McEnroe had great natural ability and worked hard.  This translated into many years at the top of the game and 7 major singles titles.  He also spent more time engaging with the thought stream in his head than many other players, and I wonder if, ultimately, this prevented him from reaching his full potential.  His famous defeat by Lendl in the 1984 French Open final is a case in point, where a loss of mental composure cost McEnroe the title.

How many more Grand Slams might McEnroe have won had his mental game been stronger? Might he have been the Federer of his day if he had been able to disengage from his thinking and focus fully on playing each point?

How Andy Murray Can Improve his Mental Game and Win a Grand Slam

——————————————————————————————————————-
Andy Murray deserves his place among the elite top four players in the game, as he recently proved by winning three Asian Swing titles in a row, adding to his two Masters 1000 titles this season.  Murray can and does beat anyone.  In 2011, he’s beaten Djokovic and Nadal in finals, and remains one of the few players to have a winning record against Federer.

Yet unlike his elite rivals, Murray hasn’t come close to winning a Grand Slam.  His three major final appearances all ended in straight sets defeat, with the Scot unable to play to his potential on the biggest stages.  Likewise, Murray has put in lacklustre performances in crucial Grand Slam semi-finals, notably against Nadal the last two years at Wimbledon, and again at this year’s US Open.

Murray’s Mental Game

So, he’s capable of beating anyone, but can’t do it when it counts the most.  Murray’s friend and rival, world number one Novak Djokovic, has said that the only thing standing between Murray and a first Grand Slam win is his mental game.

There was no doubting Djokovic’s wisdom after Murray’s defeat against Nadal at Flushing Meadows.  Early on in the fourth set, Murray had the edge on Nadal, but when he netted a straightforward backhand and lost his chance to break Rafa in the second game, he slumped never to recover.

Murray spent time between points commentating on his own play, vocalising his frustration and trying to talk himself into playing better.  A similar situation arose in this year’s Wimbledon semi against Nadal, when Murray, leading by a set, missed a simple forehand, which sent him into irreversible decline and another defeat at the hands of the Spaniard.
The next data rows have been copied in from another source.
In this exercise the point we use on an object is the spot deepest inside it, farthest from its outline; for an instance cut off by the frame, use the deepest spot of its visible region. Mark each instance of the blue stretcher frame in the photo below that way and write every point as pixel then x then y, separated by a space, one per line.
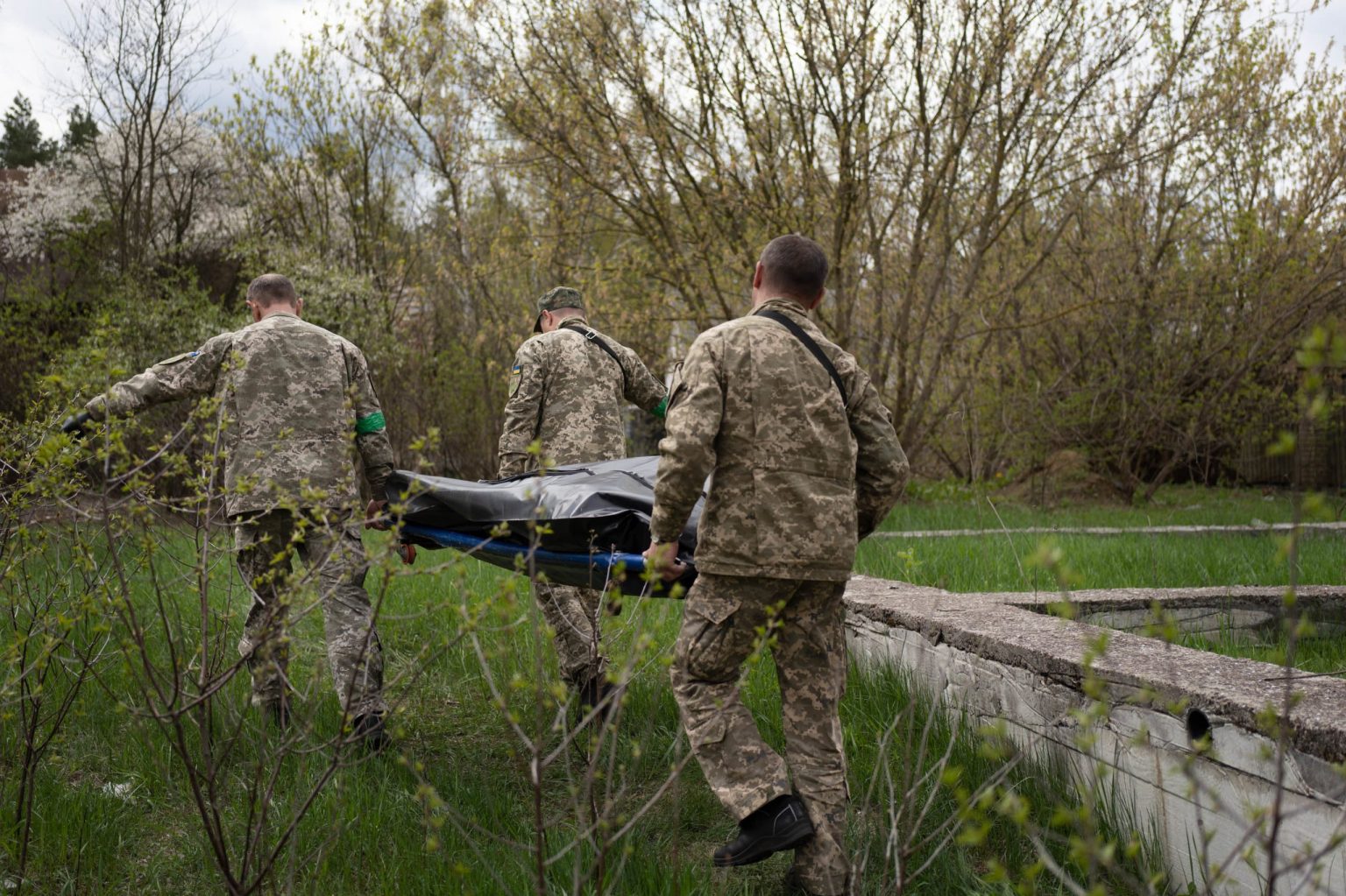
pixel 502 554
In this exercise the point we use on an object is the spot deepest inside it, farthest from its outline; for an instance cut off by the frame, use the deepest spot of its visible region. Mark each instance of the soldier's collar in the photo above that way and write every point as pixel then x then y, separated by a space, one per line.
pixel 783 303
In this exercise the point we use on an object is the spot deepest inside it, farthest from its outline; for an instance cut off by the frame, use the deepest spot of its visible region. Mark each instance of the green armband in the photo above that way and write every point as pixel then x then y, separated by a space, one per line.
pixel 373 423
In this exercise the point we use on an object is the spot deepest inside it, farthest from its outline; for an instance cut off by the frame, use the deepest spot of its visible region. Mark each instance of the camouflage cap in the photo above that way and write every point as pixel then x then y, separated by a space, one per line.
pixel 557 298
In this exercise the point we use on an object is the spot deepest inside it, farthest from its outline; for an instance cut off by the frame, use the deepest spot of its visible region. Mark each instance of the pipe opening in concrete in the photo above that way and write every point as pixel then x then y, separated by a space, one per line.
pixel 1198 725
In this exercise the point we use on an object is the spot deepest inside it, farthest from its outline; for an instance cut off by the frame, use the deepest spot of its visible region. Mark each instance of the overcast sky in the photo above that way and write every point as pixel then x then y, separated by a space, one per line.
pixel 32 60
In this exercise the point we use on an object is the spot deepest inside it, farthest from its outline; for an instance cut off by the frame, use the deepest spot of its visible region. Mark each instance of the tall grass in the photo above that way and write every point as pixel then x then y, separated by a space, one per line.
pixel 1006 560
pixel 442 813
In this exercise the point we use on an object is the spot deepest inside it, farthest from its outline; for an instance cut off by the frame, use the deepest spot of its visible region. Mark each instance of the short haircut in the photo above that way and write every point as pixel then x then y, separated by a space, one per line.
pixel 795 265
pixel 268 290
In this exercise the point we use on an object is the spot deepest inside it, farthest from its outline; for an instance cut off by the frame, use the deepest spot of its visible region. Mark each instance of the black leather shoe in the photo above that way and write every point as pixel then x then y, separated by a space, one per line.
pixel 783 823
pixel 369 730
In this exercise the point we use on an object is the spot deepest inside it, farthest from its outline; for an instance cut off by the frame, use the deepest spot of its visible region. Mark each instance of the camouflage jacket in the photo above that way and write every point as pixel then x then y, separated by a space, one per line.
pixel 293 397
pixel 568 392
pixel 796 476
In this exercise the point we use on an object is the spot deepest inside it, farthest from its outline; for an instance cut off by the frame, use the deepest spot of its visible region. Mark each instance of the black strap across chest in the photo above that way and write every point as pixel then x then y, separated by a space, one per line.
pixel 602 343
pixel 797 331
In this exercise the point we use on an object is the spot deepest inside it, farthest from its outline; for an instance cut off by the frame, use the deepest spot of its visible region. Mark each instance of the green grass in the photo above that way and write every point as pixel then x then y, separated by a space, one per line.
pixel 431 818
pixel 1010 561
pixel 957 506
pixel 1322 654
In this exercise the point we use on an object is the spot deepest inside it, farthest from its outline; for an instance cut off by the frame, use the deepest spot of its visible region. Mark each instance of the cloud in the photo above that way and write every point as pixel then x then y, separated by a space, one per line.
pixel 39 65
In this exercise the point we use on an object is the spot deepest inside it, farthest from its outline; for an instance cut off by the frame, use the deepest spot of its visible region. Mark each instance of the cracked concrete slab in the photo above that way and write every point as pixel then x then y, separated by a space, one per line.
pixel 1002 655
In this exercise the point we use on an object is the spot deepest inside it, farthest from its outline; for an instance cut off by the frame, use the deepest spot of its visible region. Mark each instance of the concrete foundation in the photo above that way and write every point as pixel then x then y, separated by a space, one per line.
pixel 1003 657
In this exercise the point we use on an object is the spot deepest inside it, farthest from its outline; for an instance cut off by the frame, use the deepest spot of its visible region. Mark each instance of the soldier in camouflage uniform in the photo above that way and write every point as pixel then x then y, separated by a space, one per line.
pixel 567 386
pixel 294 397
pixel 805 463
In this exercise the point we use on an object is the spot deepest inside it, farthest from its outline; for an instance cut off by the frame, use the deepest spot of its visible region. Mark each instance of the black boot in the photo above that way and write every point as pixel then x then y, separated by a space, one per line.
pixel 369 730
pixel 278 710
pixel 783 823
pixel 598 693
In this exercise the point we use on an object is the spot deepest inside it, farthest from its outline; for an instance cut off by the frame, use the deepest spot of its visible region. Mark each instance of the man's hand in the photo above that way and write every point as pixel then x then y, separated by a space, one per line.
pixel 374 516
pixel 661 559
pixel 74 424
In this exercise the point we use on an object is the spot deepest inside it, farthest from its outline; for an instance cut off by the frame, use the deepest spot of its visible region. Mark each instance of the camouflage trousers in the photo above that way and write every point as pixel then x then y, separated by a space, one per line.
pixel 572 614
pixel 720 627
pixel 334 557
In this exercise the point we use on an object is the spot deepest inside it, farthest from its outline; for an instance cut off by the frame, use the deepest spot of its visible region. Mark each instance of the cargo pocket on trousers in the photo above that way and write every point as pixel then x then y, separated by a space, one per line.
pixel 716 649
pixel 707 733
It’s clear that this negative, self-critical approach doesn’t work for Murray, yet he keeps doing it.

Learning to Disengage from Thinking on Court

What can Murray do to improve his mental game and win big? Learn to disengage from his thinking.  At the moment, when the pressure’s on and the stakes are high, Murray gets lost in his thoughts, trying to ‘work things out’ in his head.  This approach compounds his problem by increasing cognitive activity (thinking) and thereby making it much harder to play with flow and instinct.  In tennis, or any other sport, it’s simply not possible to think your way into the zone.

Rather than engaging with the thought stream in his mind, Murray needs to learn to let his thoughts be just as they are, and refocus on the task in hand.   A good way to do this is to develop mindfulness skills.  By regularly practicing short, daily mindfulness meditations, you can learn how not to get carried away by thoughts, and thereby remain fully focussed on whatever task you are engaged in.  If Murray developed such skills it would be much easier for him to let go of the negative thoughts which arise when he misses an easy shot at a crunch moment in a big match.

By not engaging with his thoughts, and refocussing his attention on his present-moment experience, Murray could free himself to play to his potential – and there’s no doubt that he has the potential to win one or more Grand Slams.